Do total de reformas, destacam-se aquelas que diminuem os níveis de regulação, das quais: 74% trataram de jornada de trabalho, 65% de contratos de trabalho temporário, 62% de demissões coletivas, 59% de contratos permanentes, 46% de negociações coletivas e 28% de outras formas de emprego.
O Brasil se integra a este movimento de desregulação do mercado de trabalho, flexibilizando as formas de contratação com um menu muito variado de possibilidades de ocupações precárias que se tornam legais; permitindo a redução estrutural dos direitos laborais, em especial dos salários; limitando e inibindo o acesso à justiça do trabalho; criando regras para que as empresas que cometem ilegalidades trabalhistas fiquem livres de passivos; quebrando os sindicatos e desprotegendo os trabalhadores.
Integramos (e entregamos) o Brasil à “modernidade” da economia globalizada pelo sistema financeiro e investidores, ávidos por lucros crescentes, desejosos de um mercado de trabalho flexível, para ajustar o custo da mão de obra e alocar o volume de trabalho necessário à produção em determinada unidade de produção e no tempo.
Esta lógica tem um sentido: produzir mais renda e riqueza e concentrá-las.
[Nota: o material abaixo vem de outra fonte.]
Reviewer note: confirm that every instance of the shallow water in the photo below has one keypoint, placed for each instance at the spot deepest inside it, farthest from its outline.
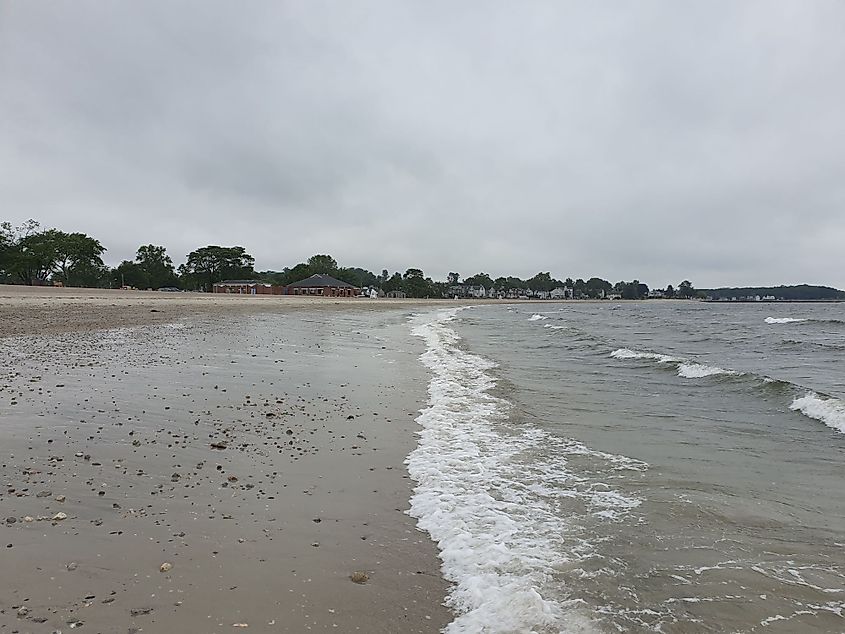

Esta lógica também entrega outros resultados: o acentuado crescimento da desigualdade, a expansão da pobreza e da miséria, a precarização dos empregos, o arrocho dos salários e da renda das famílias, o aumento da jornada de trabalho, o surgimento de doenças laborais associadas ao estresse e à ansiedade.
A massa salarial diminui e a insegurança aumenta. O consumo cai e os mercados internos entram em depressão. A economia anda de lado e eles se perguntam o que fazer. Mas quem são eles?